Jumping Into The Relationship
It’s so easy to jump into a relationship. The thrill factor is just so hard to resist that we want to spend every second with our new partner. At this point, we don’t really think much about the future. Even time cannot distract us when we are drowning in a sea of intense emotions. Words cannot describe the exciting and thrilling feeling of love (as what we think it is) most especially in a new relationship.
But the reality is that time changes everything. Over time, the relationship reaches a plateau and all of a sudden, we are lost. That feeling really sucks!
Finding Ourselves Again
So how do we find ourselves again? Well in the first place, we shouldn’t have lost ourselves. But then it’s a little too late for regrets so we pick up the pieces and learn our lesson … hopefully.
Here are a couple of lessons that I have picked up along the way. From one failed relationship to another, I’ve lost and found myself.
Stay Connected With Friends
The first mistake we make every time we are in a new relationship is that we forget our friends. We drop everything and lose touch with our friends. Even Sahaj Kohli, agrees with me here. She says that it’s a must to spend some time with friends even if we are happily drowning in a new relationship.

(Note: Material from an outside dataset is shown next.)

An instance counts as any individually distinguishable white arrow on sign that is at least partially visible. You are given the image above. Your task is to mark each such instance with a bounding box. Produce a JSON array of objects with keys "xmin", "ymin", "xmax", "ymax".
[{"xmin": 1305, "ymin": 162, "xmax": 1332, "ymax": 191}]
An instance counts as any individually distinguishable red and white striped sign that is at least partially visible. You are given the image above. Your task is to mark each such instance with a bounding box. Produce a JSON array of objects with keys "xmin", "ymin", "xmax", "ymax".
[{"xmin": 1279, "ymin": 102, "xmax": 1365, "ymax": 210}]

The good thing about this is that it’s easy to stay connected with friends nowadays. Technology makes it easier for us to do this. There is no excuse not stay connected with friends.
Avoid Major Changes
The thing about love is that it makes us do crazy stuff. All of a sudden, we are making major changes that we never even thought of doing. While it’s hard to stay sanely in love, it’s best to avoid making changes. Hence, we should never let go of that hobby or routine that we have been so used to doing on our own.
Keep Dreaming About The Future
There’s no harm in dreaming about our future, even if we think our dreams have come true (at least for the moment). Being madly in love shouldn’t stop us from dreaming and planning our future. This can truly inspire and motivate us to move into the future with or without a partner.
Spend Time Away From Your Partner
Spending some time away from our partner will give us more time to reflect on what we really want for ourselves. If we deprive ourselves of some time alone, we will tend to think more about our partner. We should think about what we want for ourselves first before thinking about our partner. That’s only time we will know if the relationship is worth keeping.
There are more than enough ways to keep ourselves in a relationship. We just really need to make that choice of loving ourselves first before losing ourselves in a new relationship.